Love mercy

June 22, 2009

“And what does the Lord require of you but to do justly, to love mercy, and to walk humbly with your God.”

Micah 6:8

The only sermon I remember from my 5 years in Melbourne was one where Tim Costello preached on Micah 6. He spoke about mercy in a way that I’d never thought about before. He said that mercy was knowing full well that you can get screwed over and still doing it anyway. That stuck with me because it wasn’t about being naive and being too stupid to realise what you were getting yourself into. It was about still making the seemingly stupid choice because that was what the Lord required of you and you trusted that He knew better. I wasn’t sure I could accept that. It goes against all of my economist/darwinist instincts. It still does.

The only sermon (or snatches of a sermon) I heard in my 4 weeks in the US was on the same passage. J and I had wandered into a Catholic church and they had just started mass so we sat down. The priest read out Micah 6:8 and I remembered Tim Costello’s sermon. Love mercy. If I had trouble accepting “love mercy” as an idealistic 20 yo in Melbourne, I definitely am 10 steps further away from accepting “love mercy” now. Now knowing the what mercy can cost me. Giving up my rights to self-defence. Still doing it anyway. This is what the Lord requires of me? Wow. And yet, I think I’ve seen enough to now also know that mercy is one of the only ways to break a really destructive cycle of tit for tat. An eye for an eye makes the whole world blind.

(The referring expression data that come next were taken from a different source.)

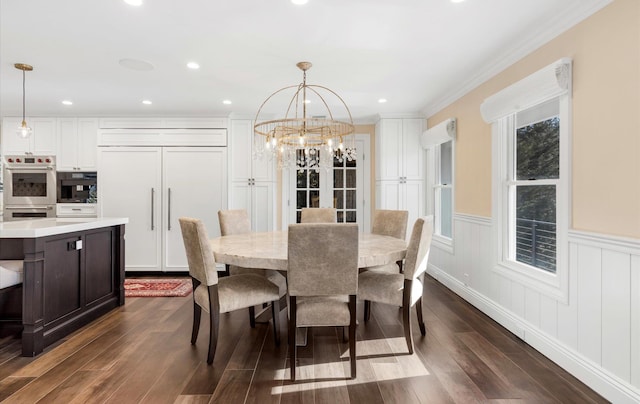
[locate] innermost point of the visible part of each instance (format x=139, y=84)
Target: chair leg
x=197, y=312
x=275, y=313
x=252, y=317
x=214, y=322
x=406, y=314
x=419, y=313
x=292, y=336
x=367, y=310
x=352, y=334
x=213, y=336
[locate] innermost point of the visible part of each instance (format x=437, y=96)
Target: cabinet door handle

One thing nice about the Catholic church is that they kneel to pray. There is something serious about that prayer. It seems more serious than praying sitting down in the pews somehow. In my highly logical, transactional way of thinking, I thought aloud to God (prayed, if you will) that mercy was an illogical concept. Which person (not me) in the right state of mind would do something knowing full well that they could get screwed over? And yet my heart knows that the whole point of being Christian is to live in a way that is counter-intuitive because it breaks the cycle. Is that not what I call “grace”? But still I cannot bring myself to get over the mental hurdle to love mercy – notjust  as a happy-touchy-feely idea but as a serious way of life. So I prayed for the uncomfortable disconnect between my transactional brain and my heart that loves God and takes what He requires of me quite seriously.  (Thorn in my flesh indeed.)

Blessed are the merciful for they shall obtain mercy. Urg.